Do you own a row house in Washington, D.C. that is two stories, features a porch, is Colonial or Spanish Colonial revival, and is within a more semi-urban, neighborhood part of Washington, D.C.? If so, then you just may live in a house that was part of the development and construction of Harry S. Wardman, one of the most eminent developers in Washington, D.C. history.
According the National Photo Company, this image, captured by the company, features “little miss” Helen Wardman (1912-?), the daughter of Harry S. Wardman presenting her play house. It is said that this building was specifically designed by Helen Wardman herself, then roughly 12 years of age. Her father had the little dwelling suited with custom furniture. There were a total of three rooms. The house featured electricity, heat, and water. It was suggested that in 1922, litte Helen Wardman was the youngest architect in the country.
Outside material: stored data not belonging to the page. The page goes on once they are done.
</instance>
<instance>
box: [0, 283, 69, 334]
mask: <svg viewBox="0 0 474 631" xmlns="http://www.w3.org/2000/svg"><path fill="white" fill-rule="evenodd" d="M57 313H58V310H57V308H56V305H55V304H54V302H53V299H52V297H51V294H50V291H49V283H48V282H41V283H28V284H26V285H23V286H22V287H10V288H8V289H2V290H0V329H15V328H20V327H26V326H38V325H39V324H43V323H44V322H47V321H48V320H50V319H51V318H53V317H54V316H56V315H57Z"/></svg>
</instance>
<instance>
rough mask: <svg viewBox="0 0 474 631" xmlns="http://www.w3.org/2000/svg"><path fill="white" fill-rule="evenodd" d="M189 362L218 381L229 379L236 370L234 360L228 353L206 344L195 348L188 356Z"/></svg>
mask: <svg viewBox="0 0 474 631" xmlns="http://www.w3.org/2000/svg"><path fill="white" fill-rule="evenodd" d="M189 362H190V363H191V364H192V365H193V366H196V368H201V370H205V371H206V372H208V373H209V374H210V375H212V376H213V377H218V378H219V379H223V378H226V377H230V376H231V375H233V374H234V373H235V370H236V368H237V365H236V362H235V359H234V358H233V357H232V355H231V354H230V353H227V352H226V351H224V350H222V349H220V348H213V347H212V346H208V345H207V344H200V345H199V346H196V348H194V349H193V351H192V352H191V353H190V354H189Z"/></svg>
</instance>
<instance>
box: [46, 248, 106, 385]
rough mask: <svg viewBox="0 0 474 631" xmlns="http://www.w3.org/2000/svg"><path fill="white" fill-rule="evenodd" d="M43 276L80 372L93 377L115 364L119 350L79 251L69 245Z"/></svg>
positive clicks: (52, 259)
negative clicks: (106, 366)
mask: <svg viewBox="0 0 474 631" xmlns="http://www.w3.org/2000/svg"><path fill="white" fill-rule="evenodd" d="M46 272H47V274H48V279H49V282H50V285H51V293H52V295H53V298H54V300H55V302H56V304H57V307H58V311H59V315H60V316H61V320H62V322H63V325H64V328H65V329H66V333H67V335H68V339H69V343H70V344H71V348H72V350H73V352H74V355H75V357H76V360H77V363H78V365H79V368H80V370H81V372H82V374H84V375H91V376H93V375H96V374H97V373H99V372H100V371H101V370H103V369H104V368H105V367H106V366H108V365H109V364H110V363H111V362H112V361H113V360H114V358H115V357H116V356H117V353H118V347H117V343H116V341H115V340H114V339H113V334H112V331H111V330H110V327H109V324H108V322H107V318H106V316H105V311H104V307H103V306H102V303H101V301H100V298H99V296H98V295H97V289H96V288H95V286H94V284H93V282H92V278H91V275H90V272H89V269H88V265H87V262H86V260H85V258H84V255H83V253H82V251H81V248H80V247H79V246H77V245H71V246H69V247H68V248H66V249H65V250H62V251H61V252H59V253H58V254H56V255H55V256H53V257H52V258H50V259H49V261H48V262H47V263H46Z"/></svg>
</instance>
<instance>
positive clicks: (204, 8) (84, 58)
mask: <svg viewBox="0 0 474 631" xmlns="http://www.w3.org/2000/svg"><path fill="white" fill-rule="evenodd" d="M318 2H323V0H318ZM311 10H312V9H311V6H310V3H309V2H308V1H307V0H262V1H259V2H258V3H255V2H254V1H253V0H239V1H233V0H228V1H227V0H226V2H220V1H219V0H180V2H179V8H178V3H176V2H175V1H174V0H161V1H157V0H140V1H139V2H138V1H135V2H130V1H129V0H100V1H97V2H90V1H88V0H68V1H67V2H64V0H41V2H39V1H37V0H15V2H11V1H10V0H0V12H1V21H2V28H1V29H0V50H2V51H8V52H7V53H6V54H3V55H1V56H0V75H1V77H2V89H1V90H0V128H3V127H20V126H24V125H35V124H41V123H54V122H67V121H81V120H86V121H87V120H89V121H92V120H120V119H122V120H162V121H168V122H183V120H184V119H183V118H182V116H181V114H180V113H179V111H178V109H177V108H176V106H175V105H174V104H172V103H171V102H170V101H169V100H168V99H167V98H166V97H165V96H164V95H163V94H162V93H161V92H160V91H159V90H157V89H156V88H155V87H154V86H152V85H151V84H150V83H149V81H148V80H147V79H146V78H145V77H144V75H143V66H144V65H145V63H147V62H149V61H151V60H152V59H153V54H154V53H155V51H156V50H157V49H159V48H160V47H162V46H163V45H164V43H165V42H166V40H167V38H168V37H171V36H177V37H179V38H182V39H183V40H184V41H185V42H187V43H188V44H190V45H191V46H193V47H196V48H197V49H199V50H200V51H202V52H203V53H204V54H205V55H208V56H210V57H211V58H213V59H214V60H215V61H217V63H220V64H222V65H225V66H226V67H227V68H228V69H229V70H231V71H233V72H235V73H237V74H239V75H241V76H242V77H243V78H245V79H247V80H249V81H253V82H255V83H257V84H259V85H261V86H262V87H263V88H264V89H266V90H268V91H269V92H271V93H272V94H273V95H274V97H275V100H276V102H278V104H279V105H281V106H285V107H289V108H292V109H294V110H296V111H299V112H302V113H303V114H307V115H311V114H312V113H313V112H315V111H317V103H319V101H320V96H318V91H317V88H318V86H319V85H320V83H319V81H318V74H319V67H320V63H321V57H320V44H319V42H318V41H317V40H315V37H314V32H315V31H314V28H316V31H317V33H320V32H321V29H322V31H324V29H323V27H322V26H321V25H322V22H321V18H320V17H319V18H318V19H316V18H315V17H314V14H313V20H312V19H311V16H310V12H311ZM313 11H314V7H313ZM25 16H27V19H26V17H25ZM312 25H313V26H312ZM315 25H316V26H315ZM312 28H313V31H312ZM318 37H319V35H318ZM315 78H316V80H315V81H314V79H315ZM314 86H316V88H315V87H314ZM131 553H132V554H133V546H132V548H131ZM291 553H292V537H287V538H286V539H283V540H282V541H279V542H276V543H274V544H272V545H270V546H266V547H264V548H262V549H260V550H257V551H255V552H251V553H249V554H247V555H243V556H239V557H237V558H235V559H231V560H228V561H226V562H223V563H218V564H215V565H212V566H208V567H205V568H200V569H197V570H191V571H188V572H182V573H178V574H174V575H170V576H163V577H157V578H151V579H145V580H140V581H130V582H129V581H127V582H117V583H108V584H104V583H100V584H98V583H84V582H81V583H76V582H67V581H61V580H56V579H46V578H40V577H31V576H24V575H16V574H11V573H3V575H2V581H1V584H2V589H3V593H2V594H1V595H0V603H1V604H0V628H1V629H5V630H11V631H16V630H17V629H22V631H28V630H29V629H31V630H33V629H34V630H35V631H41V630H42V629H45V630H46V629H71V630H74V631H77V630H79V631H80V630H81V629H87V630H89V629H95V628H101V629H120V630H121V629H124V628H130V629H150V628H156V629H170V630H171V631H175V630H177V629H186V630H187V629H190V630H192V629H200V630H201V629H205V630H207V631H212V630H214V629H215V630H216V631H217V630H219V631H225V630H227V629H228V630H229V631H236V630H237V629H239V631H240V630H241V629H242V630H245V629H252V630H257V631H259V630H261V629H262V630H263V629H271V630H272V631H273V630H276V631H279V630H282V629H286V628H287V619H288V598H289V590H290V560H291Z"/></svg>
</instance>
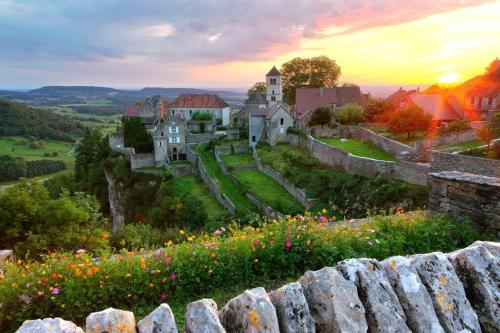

Whether this photograph ever made the paper or not, Helen Wardman was certainly, next to Evelyn Walsch McClean among the most spoiled of the Washington elite. By the 1920s, the heiress was attending the Neuilly-sur-Seine, a school near Paris. She also attended the Holton Arms School, the Priory School in England and Mlle. Boissier’s School in Paris. Her father had business at that time in London, opening his new hotel the Park Lane. His daughter Helen was quite the Debutant (circa 1930) in Washington, D.C. society–although she and her mother spent much of their time abroad and on vacation in places like the Hot Springs colony. Eventually, in 1936, Helen Wardman, then 24, married Count Giovanni Naselli, an Italian nobleman. The wedding was a small, private ceremony at the Wardman residence–2433 Massachusetts Avenue, NW–probably also the location of the play house. No doubt the two met in Washington, as the Count was a regular visitor to the Federal City and a manufacturer of silk in Mexico–not to mention, fifteen years Helen’s senior.
Apparently, Helen Wardman abandoned her membership with the Junior League of Washington, as well as her involvement with the Children’s Hospital. She and the Count or the Count and she headed to Mexico City to make their home together…
It was, most probably, a regular doll’s house!!!